Tout excité, je réfléchis à la suite du parcours, 6 jours étant trop peu pour voyager. La côte croate me fait de l’œil mais je garde les endroits ou faire la fête quand je ne serai pas seul. Au même moment, je découvre les joies du low-cost et un aller-retour Beyrouth-Europe à moins de 500$. Trois villes se démarquent pour le retour car Pegasus Airlines passe par la : Milan, Munich et Vienne. Grand fan du Milan AC, je veux aller voir la ville, le Piazza Duomo et surtout San Siro.

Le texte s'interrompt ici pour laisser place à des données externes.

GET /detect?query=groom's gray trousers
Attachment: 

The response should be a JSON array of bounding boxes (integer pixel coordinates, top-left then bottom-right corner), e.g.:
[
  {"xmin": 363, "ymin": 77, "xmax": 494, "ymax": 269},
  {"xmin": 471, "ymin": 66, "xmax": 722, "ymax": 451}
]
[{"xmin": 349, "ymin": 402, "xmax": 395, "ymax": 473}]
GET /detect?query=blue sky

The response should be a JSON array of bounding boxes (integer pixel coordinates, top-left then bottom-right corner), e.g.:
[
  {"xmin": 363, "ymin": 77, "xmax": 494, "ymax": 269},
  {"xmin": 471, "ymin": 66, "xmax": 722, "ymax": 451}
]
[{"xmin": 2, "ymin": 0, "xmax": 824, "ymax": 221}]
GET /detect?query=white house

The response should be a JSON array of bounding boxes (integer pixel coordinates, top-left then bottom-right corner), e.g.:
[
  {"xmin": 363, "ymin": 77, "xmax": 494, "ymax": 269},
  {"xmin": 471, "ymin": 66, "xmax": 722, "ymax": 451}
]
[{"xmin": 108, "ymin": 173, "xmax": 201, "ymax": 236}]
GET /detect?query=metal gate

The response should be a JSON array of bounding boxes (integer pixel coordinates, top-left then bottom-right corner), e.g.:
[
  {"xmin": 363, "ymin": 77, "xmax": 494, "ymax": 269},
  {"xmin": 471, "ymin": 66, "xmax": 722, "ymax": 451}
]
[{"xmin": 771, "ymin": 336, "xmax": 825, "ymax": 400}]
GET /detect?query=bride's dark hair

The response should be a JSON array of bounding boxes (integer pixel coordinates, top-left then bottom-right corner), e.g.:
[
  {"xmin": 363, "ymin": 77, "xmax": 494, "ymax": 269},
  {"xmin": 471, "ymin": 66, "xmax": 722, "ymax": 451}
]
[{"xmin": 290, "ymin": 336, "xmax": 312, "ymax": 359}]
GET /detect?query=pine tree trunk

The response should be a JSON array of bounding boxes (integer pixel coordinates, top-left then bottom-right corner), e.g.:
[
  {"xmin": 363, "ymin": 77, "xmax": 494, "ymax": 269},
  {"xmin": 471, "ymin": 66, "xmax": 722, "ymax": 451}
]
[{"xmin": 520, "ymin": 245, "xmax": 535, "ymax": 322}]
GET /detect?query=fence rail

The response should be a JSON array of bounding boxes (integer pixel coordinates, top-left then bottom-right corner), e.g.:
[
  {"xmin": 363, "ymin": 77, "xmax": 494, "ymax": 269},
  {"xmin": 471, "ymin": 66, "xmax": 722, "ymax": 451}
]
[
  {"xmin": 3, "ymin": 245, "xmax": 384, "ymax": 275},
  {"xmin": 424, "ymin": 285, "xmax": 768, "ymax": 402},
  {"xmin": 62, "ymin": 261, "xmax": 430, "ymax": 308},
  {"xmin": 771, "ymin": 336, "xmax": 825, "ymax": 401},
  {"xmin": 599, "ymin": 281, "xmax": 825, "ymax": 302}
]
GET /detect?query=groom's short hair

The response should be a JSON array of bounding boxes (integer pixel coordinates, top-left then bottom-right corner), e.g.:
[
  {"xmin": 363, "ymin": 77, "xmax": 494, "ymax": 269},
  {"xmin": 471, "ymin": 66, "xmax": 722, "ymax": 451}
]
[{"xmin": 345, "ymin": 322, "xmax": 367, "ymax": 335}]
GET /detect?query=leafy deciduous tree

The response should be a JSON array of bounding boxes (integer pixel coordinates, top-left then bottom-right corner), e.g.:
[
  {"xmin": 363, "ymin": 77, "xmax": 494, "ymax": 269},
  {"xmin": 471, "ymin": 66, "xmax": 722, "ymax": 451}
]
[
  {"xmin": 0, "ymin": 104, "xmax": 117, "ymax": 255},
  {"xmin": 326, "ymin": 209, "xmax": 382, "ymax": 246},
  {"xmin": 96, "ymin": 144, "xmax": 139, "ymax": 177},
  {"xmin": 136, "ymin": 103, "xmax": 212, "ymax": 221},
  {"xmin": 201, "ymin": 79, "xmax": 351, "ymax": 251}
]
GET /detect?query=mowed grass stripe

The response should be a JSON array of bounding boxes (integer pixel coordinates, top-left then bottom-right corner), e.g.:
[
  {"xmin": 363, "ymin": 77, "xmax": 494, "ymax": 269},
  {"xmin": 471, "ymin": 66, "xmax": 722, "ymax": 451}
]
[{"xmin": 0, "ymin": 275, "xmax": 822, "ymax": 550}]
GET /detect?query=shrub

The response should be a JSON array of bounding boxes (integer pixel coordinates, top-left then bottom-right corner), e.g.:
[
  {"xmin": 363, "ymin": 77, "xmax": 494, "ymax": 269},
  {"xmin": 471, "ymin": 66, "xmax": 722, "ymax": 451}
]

Mais à quoi bon y aller sans regarder de match ? Rayé de la liste ! Munich, pour visiter le nid de l’aigle et apprendre plus sur la seconde guerre mondiale ! Non plus, ça sera pour une autre fois. Vienne l’emporte et j’y passerai 4 nuits (ce qui s’avérera être trop). Ça sera donc Beyrouth Sarajevo le 09 et Vienne Beyrouth le 19 avec un budget de 800e hors-vol.

Ça n'est pas du trekking pendant 10 jours en Amazonie ou 2 semaines en Patagonie mais j'espère faire découvrir cette magnifique région, en particulier la Bosnie. :)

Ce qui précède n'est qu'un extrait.